Guatemalan Adoption

Guatemalan Adoption

Guatemalan courts have asked for changes in adoption proceedings in the past and this has caused some set backs. Even with these set backs this program is still attracting American adoptive families. In Guatemala you can find children at extremely young ages. Americans adopted roughly 3,783 children from Guatemala in 2005. With Guatemalan adoption there is no travel required. They also accept single parents. Before adoptions are approved a DNA test is required by the United States. This is done to prove the mother-child connection.
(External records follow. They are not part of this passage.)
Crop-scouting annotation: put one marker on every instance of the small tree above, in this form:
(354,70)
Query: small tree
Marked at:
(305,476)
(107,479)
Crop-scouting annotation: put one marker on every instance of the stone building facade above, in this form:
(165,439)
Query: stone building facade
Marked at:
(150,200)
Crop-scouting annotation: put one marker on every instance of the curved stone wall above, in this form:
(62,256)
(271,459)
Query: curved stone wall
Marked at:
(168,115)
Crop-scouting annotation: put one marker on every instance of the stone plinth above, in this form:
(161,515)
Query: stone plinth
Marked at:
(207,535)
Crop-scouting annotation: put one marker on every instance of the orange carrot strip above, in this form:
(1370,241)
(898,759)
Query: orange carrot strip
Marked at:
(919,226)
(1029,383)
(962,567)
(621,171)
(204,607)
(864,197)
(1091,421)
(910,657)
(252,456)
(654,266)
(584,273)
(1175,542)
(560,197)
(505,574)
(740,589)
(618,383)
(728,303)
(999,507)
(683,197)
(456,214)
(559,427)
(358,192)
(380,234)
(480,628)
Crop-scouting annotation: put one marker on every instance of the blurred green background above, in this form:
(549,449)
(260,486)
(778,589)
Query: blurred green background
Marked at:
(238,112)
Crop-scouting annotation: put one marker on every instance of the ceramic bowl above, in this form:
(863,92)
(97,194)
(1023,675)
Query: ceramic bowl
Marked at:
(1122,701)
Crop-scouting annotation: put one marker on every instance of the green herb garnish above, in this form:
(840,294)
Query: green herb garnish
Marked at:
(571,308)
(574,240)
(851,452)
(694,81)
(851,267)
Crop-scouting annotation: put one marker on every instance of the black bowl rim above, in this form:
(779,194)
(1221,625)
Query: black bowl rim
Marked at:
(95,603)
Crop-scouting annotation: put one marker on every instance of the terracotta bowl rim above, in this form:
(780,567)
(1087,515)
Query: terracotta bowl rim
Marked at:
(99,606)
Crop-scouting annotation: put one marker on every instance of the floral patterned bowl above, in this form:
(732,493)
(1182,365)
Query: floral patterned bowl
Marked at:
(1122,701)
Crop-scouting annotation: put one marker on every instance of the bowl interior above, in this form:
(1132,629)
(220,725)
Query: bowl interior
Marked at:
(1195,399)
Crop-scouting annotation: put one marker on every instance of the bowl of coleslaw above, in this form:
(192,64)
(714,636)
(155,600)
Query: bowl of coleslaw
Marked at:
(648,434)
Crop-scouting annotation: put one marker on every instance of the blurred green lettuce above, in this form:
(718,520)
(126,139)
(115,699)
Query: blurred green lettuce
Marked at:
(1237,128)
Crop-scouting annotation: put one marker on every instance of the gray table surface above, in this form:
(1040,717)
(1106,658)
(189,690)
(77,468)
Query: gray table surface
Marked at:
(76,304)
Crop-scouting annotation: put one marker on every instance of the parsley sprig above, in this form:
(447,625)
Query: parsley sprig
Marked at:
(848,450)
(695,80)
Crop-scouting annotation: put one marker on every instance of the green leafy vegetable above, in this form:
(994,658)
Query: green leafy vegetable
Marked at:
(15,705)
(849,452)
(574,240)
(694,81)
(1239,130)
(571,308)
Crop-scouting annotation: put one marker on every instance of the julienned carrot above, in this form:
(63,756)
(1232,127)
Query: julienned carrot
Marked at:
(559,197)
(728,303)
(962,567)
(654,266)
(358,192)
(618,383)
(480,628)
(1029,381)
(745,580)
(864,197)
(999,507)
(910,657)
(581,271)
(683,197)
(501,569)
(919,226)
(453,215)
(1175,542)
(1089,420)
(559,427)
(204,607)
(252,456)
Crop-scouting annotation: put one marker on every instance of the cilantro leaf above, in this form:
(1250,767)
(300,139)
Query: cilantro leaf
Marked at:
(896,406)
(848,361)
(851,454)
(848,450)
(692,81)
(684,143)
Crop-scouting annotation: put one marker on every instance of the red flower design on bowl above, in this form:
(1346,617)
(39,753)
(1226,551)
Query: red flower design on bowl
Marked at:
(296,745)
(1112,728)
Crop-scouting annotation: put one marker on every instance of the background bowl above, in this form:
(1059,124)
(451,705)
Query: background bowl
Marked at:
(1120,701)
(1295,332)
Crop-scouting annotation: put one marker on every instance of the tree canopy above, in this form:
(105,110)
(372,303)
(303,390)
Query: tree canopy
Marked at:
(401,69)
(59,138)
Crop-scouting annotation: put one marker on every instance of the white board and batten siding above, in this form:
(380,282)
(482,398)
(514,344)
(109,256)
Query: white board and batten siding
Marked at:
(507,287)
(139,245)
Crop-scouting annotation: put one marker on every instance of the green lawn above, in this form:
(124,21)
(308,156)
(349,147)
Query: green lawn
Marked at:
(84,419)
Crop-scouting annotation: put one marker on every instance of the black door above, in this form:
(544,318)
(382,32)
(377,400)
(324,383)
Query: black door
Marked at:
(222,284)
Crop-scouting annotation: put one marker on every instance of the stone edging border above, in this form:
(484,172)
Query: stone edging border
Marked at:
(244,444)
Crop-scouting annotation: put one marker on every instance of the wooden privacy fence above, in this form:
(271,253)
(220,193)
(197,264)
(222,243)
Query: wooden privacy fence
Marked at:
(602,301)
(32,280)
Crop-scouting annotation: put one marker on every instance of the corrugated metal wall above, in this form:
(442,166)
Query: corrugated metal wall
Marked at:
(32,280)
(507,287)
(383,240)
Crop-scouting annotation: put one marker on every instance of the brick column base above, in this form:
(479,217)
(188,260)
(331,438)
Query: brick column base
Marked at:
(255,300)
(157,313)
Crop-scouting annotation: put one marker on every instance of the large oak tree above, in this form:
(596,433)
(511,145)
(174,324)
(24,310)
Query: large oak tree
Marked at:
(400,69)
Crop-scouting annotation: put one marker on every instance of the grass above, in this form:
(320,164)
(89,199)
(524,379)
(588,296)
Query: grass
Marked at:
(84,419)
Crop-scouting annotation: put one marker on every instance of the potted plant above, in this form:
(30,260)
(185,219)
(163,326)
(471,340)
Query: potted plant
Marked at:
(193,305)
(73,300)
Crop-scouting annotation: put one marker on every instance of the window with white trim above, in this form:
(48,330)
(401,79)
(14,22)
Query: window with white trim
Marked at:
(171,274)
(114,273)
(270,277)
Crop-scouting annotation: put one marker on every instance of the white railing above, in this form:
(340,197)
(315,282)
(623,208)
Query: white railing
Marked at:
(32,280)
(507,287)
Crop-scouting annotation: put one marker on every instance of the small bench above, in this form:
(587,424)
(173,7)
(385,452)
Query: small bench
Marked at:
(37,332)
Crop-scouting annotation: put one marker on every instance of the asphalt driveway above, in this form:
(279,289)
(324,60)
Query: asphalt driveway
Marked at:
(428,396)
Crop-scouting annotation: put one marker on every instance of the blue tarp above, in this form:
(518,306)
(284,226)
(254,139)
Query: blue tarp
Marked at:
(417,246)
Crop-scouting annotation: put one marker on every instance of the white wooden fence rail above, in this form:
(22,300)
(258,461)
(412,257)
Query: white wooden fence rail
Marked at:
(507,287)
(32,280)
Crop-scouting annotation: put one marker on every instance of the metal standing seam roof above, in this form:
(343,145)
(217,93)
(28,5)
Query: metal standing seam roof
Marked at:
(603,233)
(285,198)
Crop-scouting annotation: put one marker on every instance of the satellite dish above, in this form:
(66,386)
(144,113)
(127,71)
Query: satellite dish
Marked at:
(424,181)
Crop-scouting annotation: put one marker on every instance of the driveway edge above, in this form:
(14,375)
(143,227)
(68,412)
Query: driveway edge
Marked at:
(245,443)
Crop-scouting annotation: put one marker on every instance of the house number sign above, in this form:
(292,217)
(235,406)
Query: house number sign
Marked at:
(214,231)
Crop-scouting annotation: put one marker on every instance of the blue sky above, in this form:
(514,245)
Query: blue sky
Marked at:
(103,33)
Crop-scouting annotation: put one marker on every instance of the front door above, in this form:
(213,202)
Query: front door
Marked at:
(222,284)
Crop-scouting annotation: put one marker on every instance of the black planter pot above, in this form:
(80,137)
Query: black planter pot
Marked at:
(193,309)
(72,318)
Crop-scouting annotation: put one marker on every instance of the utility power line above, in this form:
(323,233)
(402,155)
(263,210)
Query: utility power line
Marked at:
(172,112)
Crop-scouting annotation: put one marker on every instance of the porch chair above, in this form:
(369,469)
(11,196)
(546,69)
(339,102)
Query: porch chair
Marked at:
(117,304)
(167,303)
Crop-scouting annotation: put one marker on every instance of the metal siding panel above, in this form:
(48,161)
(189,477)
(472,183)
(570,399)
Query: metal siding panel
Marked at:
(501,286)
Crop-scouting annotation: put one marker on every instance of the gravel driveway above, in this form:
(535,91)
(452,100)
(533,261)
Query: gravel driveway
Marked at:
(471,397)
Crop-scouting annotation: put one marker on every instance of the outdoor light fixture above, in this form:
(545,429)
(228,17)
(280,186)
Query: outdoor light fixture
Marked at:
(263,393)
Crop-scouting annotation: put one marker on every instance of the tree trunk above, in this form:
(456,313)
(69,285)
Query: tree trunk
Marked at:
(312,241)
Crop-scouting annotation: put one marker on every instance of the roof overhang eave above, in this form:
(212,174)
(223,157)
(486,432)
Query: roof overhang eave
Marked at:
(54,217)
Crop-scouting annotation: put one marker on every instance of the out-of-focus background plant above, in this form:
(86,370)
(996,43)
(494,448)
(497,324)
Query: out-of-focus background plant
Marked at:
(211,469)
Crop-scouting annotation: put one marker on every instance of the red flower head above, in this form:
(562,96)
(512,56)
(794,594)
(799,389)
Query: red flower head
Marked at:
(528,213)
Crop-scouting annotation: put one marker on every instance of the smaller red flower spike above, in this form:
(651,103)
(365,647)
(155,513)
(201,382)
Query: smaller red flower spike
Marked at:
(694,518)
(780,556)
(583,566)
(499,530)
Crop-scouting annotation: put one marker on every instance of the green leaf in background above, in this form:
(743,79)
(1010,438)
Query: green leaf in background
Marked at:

Six months of supervision is also required after adopting from Guatemala.

Guatemala's population is made up of Mayan Indians and Latino (mostly Hispanic and Mayan Indian). Guatemala started doing international adoption at the end of their thirty-six year Civil War. The war ended officially in 1996. The reason the United States requires DNA testing of the child and the birth mother is because there have been rumors of babies being stolen and sold or place for adoption.

Guatemala has the largest population of all the Central American countries, with roughly 14,655,189 people. The main products coming out of Guatemala are coffee, bananas, and sugar. Around seventy-five percent of the population of Guatemala is below the poverty line. Guatemala lies between Mexico and El Salvador. It also borders the North Pacific Ocean.

After you have finished your application, home study and compiled your dossier and it has all been accepted, you will start to receive referral from your agency. Once you have chosen the right referral for you, the adoption agency will contact Guatemala and let them know which child you have chosen. A Guatemalan attorney will then collect the consent forms, medical records, and birth certificate. The United States will do the necessary DNA testing. Once all this is done the attorney goes to court for you to finish the adoption. He then gets the Childs passport ready. When all the paperwork and court hearings are finished you have the choice to either go to Guatemala and pick up your child or have the child escorted to you.

In Guatemalan adoptions you can be married, or single, meaning single men and single women can adopt. The only real requirement is that the adopting parents be under the age of fifty years old. Referrals generally start around three to six months after your paperwork has been received. Once you accept a referral it takes about eight months for the adoption to become final.

An international protocol was endorsed by law makers, because the United States said they will stop allowing American parents adopt Guatemalan children. Guatemala has been told that it needs to make provisions of its secret systems. These systems have been criticized due to high adoptive cost and for payment being made to the women and young girls placing their children up for adoption. Guatemalan adoption is still probably on the better choices for single adoptive parents due to the flexibility of their current protocol. Also with private lawyer's currently still in charge of a great deal of the process, this is also a good alternative for people currently turned down for domestic adoption.